Acadie is a country which exists in the imagination and words of its people. Its literature is young; its poetry has emerged from sheer experimentation with language — both in its form and its content. But the poetry of Acadie is more than simply experimentation: it is also a political expression, an insistence on the very existence of an imaginative country. This is the first anthology of this type ever to be published in English.
About the authors
Jo-Anne Elder was a member of the Romance Languages Department in 1990-1991. Since then, she has taught French part-time and more recently has taught in the Gender Studies Program. Active as a writer, translator, and editor, she wrote Postcards from Ex-Lovers (Broken Jaw Press, 2005) and has translated many works from French into English.

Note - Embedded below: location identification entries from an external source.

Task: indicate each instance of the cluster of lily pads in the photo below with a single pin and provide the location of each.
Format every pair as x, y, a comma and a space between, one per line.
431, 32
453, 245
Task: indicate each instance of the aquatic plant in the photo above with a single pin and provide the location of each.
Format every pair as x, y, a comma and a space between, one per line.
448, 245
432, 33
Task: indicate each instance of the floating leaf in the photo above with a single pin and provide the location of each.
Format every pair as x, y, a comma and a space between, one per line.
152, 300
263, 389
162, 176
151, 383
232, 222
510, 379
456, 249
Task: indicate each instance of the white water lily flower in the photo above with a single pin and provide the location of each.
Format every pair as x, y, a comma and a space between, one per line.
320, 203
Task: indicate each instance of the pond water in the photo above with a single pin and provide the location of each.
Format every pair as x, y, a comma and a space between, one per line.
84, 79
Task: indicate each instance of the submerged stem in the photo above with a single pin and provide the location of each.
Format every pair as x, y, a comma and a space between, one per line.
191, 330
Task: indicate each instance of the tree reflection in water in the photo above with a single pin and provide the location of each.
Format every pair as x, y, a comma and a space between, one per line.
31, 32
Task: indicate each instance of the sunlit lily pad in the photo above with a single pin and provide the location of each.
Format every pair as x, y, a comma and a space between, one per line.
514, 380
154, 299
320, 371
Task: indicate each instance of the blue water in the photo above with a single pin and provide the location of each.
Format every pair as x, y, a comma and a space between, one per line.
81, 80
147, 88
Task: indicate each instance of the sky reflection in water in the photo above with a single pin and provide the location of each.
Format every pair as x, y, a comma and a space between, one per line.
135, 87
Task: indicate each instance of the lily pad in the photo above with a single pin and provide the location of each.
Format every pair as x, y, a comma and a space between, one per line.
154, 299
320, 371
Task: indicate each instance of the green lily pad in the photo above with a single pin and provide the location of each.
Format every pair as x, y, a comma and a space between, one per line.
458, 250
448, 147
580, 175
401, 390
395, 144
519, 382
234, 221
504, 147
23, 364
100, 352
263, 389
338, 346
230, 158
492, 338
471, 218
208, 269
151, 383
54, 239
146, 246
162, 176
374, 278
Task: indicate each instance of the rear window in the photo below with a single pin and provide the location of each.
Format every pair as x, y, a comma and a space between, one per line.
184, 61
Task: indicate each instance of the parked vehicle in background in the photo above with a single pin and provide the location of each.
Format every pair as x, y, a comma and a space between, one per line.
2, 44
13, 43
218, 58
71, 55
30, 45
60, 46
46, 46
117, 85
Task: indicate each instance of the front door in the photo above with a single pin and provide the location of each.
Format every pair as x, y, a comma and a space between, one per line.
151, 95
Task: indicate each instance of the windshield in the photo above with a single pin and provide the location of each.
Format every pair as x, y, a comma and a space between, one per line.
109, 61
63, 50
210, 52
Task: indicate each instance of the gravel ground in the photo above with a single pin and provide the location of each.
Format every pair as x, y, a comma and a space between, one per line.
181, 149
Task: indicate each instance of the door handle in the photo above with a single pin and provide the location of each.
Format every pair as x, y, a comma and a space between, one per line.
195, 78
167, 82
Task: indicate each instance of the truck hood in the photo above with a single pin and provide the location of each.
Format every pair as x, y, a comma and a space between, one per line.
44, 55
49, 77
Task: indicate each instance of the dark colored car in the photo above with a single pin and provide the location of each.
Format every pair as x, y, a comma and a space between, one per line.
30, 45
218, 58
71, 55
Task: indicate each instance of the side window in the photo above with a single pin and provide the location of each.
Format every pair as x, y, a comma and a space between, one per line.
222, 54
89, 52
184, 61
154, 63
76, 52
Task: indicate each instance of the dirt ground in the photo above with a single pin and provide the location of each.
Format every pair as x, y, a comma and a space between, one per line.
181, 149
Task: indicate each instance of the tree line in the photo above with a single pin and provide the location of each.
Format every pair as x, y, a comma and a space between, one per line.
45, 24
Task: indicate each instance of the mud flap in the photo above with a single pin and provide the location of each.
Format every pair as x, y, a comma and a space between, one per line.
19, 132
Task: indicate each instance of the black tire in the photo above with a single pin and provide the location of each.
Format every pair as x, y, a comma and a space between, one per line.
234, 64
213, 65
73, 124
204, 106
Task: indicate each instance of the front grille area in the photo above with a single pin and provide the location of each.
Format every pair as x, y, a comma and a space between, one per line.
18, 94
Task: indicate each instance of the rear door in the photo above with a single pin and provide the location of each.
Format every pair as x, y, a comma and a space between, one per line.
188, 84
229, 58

Three of her translations — a novel (Tales from Dog Island: St. Pierre et Miquelon, Killick, 2002) and two books of poems (Beatitudes, Goose Lane, 2007, and One, Goose Lane, 2009) — were shortlisted for Governor General's Awards. She is editor of la revue ellipse magazine, a journal devoted to Canadian literature in translation.
Fred Cogswell (1917-2004) grew up in the farming community of East Centreville, New Brunswick, started teaching school when he was sixteen, and served overseas in the Canadian Army during the Second World War. After earning his BA and MA from the University of New Brunswick and his PhD from the University of Edinburgh, he became a professor of English at the University of New Brunswick. In 1954, Cogswell and others involved with the literary journal The Fiddlehead founded Fiddlehead Poetry Books. In 1957, Cogswell became the sole publisher, and by 1958 The Stunted Strong had been followed by two more volumes, one of which was Emu, Remember, by Al Purdy. One of only a few poetry publishers in Canada, Cogswell eventually published books by more than 300 poets. As well as devoting himself to poetry by others, Fred Cogswell left a large body of his own poetry. In his lifetime, he published more than 30 collections, and en route to the hospital just before he died, he and his daughter dropped his final manuscript in the mail. As well, in the 1970s, Cogswell pioneered translating French Canadian poetry into English, and in the 1980s, he began his landmark translations of Acadian poetry, often in collaboration with Jo-Anne Elder.